In questa strofa l'attenzione è rivolta al portiere sconfitto che, dopo essersi slanciato in un'ultima inutile difesa, nasconde per la rabbia e l'umiliazione la faccia a terra che viene messa in evidenza dall'enjambement che collega i versi due e tre (contro terra cela/ la faccia). Tra le figure di significato è presente una sinestesia (amara luce) ed è anche importante l'iperbato al verso 6 (scopre pieni di lacrime i suoi occhi) mettendo in evidenza il dolore del portiere sconfitto. Il portiere caduto alla difesa ultima vana, contro terra cela la faccia, a non veder l’amara luce. Il compagno in ginocchio che l’induce con parole e con mano, a rilevarsi, scopre pieni di lacrime i suoi occhi.

Nella seconda strofa l'attenzione viene invece rivolta alla folla la cui ebbrezza sembra traboccare nel campo. Il testo è un inversione con la presenza di un'anastrofe (intorno al vincitore stanno al suo collo si gettano i fratelli) e un iperbato al verso 4. Il poeta per rendere evidenti i sentimenti contrapposti delle due squadre si serve di un'antitesi (a quanti l'odio consuma e l'amore è dato). La folla- unita ebrezza - par trabocchi nel campo. Intorno al vincitore stanno, al suo collo si gettano i fratelli. Pochi momenti come questo belli, a quanti l’odio consuma e l’amore, è dato, sotto il cielo, di vedere.

Presso la rete inviolata il portiere - l’altro - è rimasto Presso la rete inviolata il portiere - l’altro - è rimasto. Ma non la sua anima, con la persona vi è rimasta sola. La sua gioia si fa una capriola, si fa baci che manda di lontano. Della festa - egli dice - anch’io son parte. La terza strofa inizia con un’ anastrofe (presso la rete inviolata il portiere-l'altro-è rimasto).

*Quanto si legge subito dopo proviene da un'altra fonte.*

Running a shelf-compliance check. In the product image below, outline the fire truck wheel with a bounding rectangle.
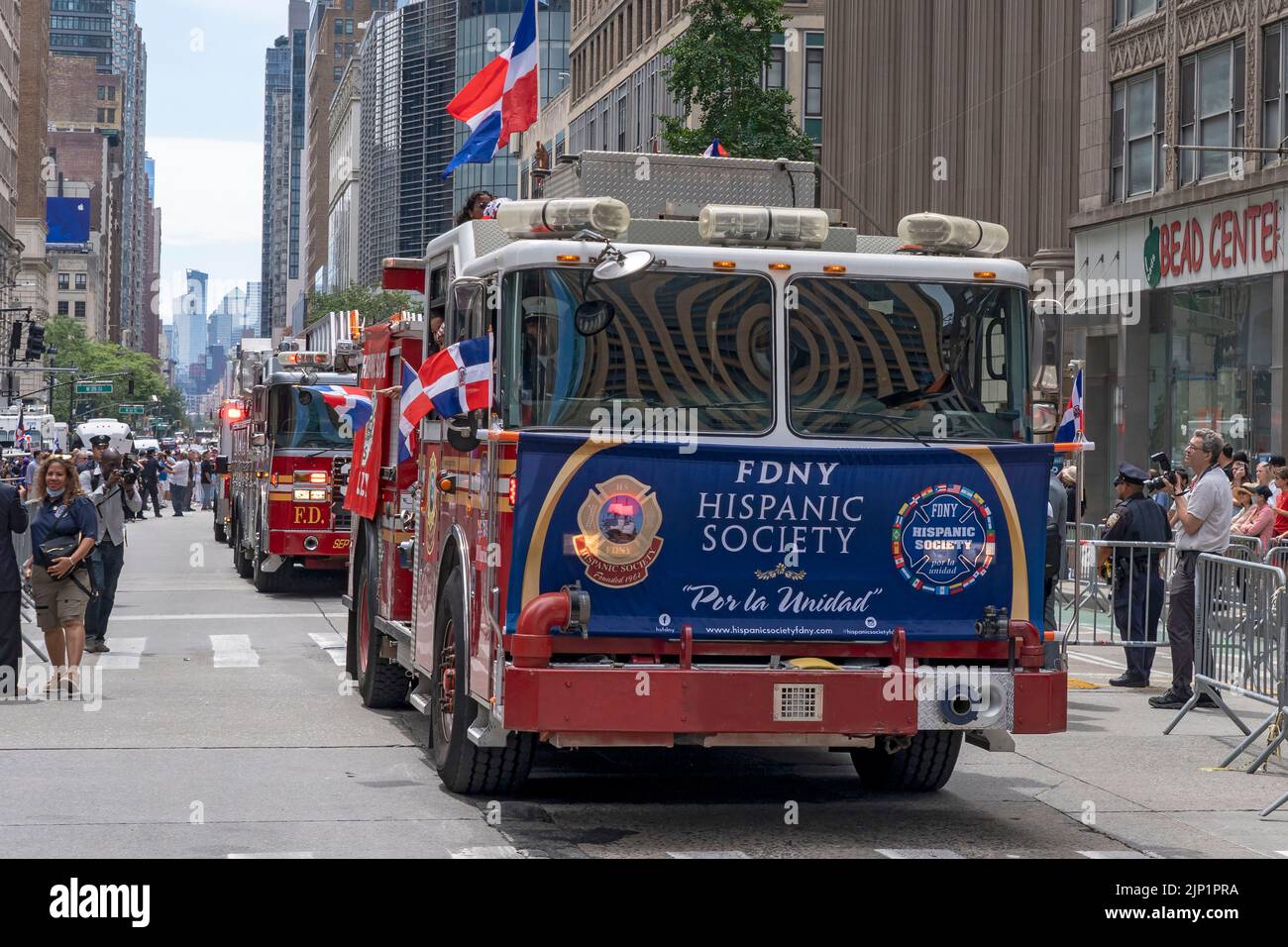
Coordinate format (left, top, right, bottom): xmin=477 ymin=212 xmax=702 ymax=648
xmin=252 ymin=548 xmax=295 ymax=592
xmin=850 ymin=730 xmax=963 ymax=792
xmin=233 ymin=517 xmax=254 ymax=579
xmin=353 ymin=573 xmax=411 ymax=710
xmin=429 ymin=570 xmax=536 ymax=795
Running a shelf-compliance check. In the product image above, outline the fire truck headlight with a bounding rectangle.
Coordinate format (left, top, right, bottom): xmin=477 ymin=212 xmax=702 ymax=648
xmin=698 ymin=204 xmax=831 ymax=249
xmin=496 ymin=197 xmax=631 ymax=240
xmin=899 ymin=214 xmax=1012 ymax=257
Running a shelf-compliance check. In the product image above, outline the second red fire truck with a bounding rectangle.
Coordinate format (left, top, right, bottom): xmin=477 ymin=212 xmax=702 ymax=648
xmin=215 ymin=340 xmax=358 ymax=591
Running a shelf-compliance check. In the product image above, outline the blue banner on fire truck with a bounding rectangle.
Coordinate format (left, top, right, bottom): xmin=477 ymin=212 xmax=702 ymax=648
xmin=506 ymin=433 xmax=1051 ymax=640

La gioia viene espressa con un rapporto analogico nel verso 16 (la sua gioia si fa una capriola), e la lirica si conclude con un iperbato (della festa egli dice anch'io son parte).

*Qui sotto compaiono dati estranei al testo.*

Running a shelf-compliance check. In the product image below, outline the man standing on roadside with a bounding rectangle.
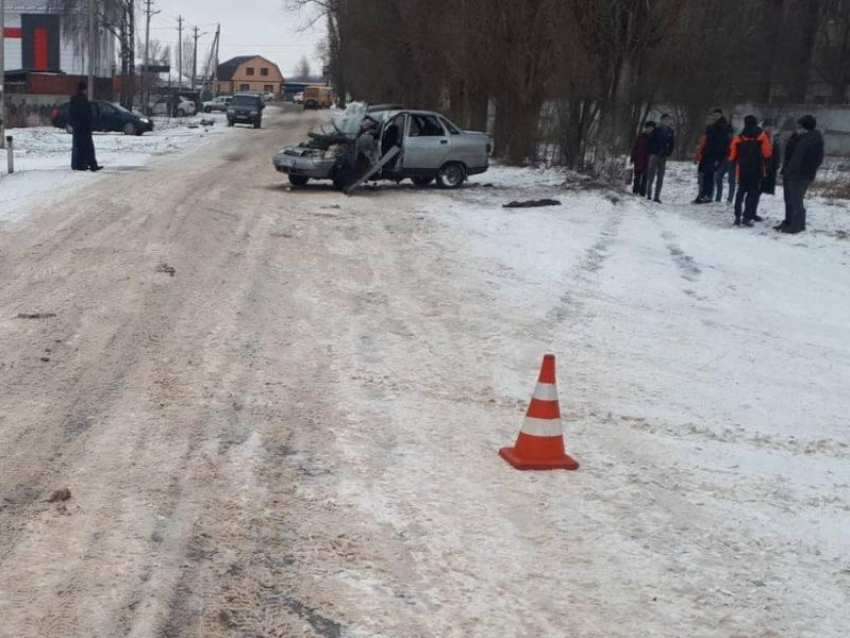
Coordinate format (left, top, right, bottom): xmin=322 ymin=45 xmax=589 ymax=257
xmin=68 ymin=82 xmax=103 ymax=171
xmin=776 ymin=115 xmax=824 ymax=235
xmin=729 ymin=115 xmax=773 ymax=226
xmin=761 ymin=118 xmax=782 ymax=195
xmin=694 ymin=109 xmax=729 ymax=204
xmin=631 ymin=120 xmax=655 ymax=196
xmin=646 ymin=113 xmax=676 ymax=204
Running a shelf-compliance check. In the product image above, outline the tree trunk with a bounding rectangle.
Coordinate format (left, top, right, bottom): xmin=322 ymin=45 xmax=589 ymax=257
xmin=832 ymin=16 xmax=850 ymax=104
xmin=463 ymin=88 xmax=490 ymax=132
xmin=791 ymin=0 xmax=822 ymax=104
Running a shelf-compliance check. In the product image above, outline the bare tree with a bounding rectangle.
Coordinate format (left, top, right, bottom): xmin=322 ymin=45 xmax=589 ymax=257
xmin=293 ymin=55 xmax=311 ymax=80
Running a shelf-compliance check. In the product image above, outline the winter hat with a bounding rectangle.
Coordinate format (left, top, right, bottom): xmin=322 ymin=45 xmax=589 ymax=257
xmin=797 ymin=115 xmax=818 ymax=131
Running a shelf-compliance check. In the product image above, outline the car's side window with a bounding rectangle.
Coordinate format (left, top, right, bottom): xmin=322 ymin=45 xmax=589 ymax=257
xmin=440 ymin=117 xmax=460 ymax=135
xmin=410 ymin=115 xmax=446 ymax=137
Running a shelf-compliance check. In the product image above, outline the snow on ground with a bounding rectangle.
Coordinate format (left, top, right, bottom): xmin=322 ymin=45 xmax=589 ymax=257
xmin=318 ymin=164 xmax=850 ymax=638
xmin=0 ymin=114 xmax=227 ymax=221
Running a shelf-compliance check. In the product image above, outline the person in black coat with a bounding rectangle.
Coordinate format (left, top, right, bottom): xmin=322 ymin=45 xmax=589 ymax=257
xmin=68 ymin=82 xmax=103 ymax=171
xmin=646 ymin=113 xmax=676 ymax=204
xmin=776 ymin=115 xmax=824 ymax=235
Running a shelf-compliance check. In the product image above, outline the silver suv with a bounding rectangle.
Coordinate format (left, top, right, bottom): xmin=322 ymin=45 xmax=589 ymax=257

STORIA… Riconosciuto da Mussolini come “gioco fascista” il calcio fu usato dal regime quale strumento per la costruzione di un’identità nazionale e arma diplomatica per imporre l’Italia alla ribalta della scena internazionale. Non è un caso che proprio gli anni ’30 segnarono il trionfo del calcio italiano.   Nel periodo tra le due guerre, grazie ai mezzi di comunicazione di massa – stampa, cinema e radio – lo sport divenne il terreno sul quale potevano essere idealizzate le tensioni tra i gruppi e le nazioni, che si affrontavano in scontri simbolici sui campi di calcio o di rugby. Le competizioni sportive internazionali diventarono così l’occasione per diffondere sentimenti nazionali anche tra individui scarsamente interessati alla vita politica: il semplice tifoso, identificandosi con gli atleti che rappresentavano il suo paese, diventava egli stesso un simbolo della propria nazione. Nel clima confuso e disorientato degli anni in mezzo alle due guerre, caratterizzati da una grave crisi economica mondiale e da un diffuso timore nei confronti della modernizzazione della società, lo sport acquistò rilievo come valore sociale e il campione sportivo diventò un modello da imitare. Inoltre lo sport si prestava a sviluppi propagandistici in senso nazionalistico e militaristico, consentendo l’esaltazione della giovinezza, della prestanza fisica, della razza. La stampa sportiva, dichiaratamente fascista, arrivò ad affermare nel 1940, un mese prima dell’entrata in guerra dell’Italia, che “lo sport è un’arma. È un modo di essere e di divenire di un popolo guerriero”.